Sul fronte opposto, una figura particolarmente inquietante e pericolosa mi sembra quella di un altro principe romano, l’islamista ed esoterista Leone Caetani. Il ruolo dell’aristocrazia nella storia, nel bene o nel male, è più importante di quanto noi possiamo immaginare, al di là delle presentazioni deformate che di questa classe sociale ci vengono fatte dai mass media. Anche sotto questo aspetto, Trilogia Romana, può essere considerata una “Apologia della Tradizione”».

Il primo racconto rievoca il Cardinale Giuseppe Mezzofanti e lo storico Jacques Crétineau-Joly; il secondo è un mosaico di figure fra cui spiccano Monsignor Umberto Benigni e Don Ernesto Buonaiuti, nonché il Principe Leone Caetani e la Principessa Maria Cristina Giustiniani Bandini, protagonista principale del terzo e ultimo racconto, il quale, con freschezza e pennellate di particolari, descrive il passaggio di Roma da capitale della Cristianità a capitale dei liberali, dei massoni, dei politici, dei democristiani, aperti al socialismo e al comunismo, dai quali si dipartì la riforma agraria di De Gasperi, che toccò con prepotenza la proprietà privata degli italiani; un atto che Pio XII, nel 1951, giudicò negativamente, affermando la legittimità dei grandi latifondi. Con l’abolizione della mezzadria e con lo sradicamento dei contadini dai loro territori, persone e famiglie si sono spostate nelle periferie urbane edificate dai “palazzinari”. Contemporaneamente la cultura è stata carpita da socialisti, comunisti e liberali, che hanno occupato le cattedre delle scuole e delle Università.
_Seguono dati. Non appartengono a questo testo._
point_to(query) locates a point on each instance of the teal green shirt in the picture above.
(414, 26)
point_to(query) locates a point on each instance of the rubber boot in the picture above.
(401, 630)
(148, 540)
Non si può inoltre tralasciare Maria Montessori, dalla quale emerge il veleno ideologico e culturale di una classe intellettuale e dirigente che ha guidato la secolarizzazione dell’Italia e al suo abbruttimento morale. L’educatrice dell’infanzia, che a 28 anni aveva abbandonato suo figlio (avuto da una relazione con lo psichiatra Giuseppe Montesano), non parlava di matrimonio, ma della necessità di un’evoluzione della concezione della maternità, grazie alla «scelta cosciente e libera» del proprio partner «come contributo alla rigenerazione della razza. Insomma si va dal libero amore alla trasformazione dell’educazione in un allevamento di razze umane». Femminista e seguace della teosofia di Hélène Blavatskij, la Montessori è tuttora considerata un punto di riferimento della pedagogia moderna, svincolata dai “tabù” del passato e dai “pregiudizi”, proiettata a rendere l’individuo autonomo e indipendente. Personaggi come lei hanno in realtà formato generazioni di persone sole, insicure, allo sbando, in balia del potere assoluto dello Stato, compreso quello “democratico”.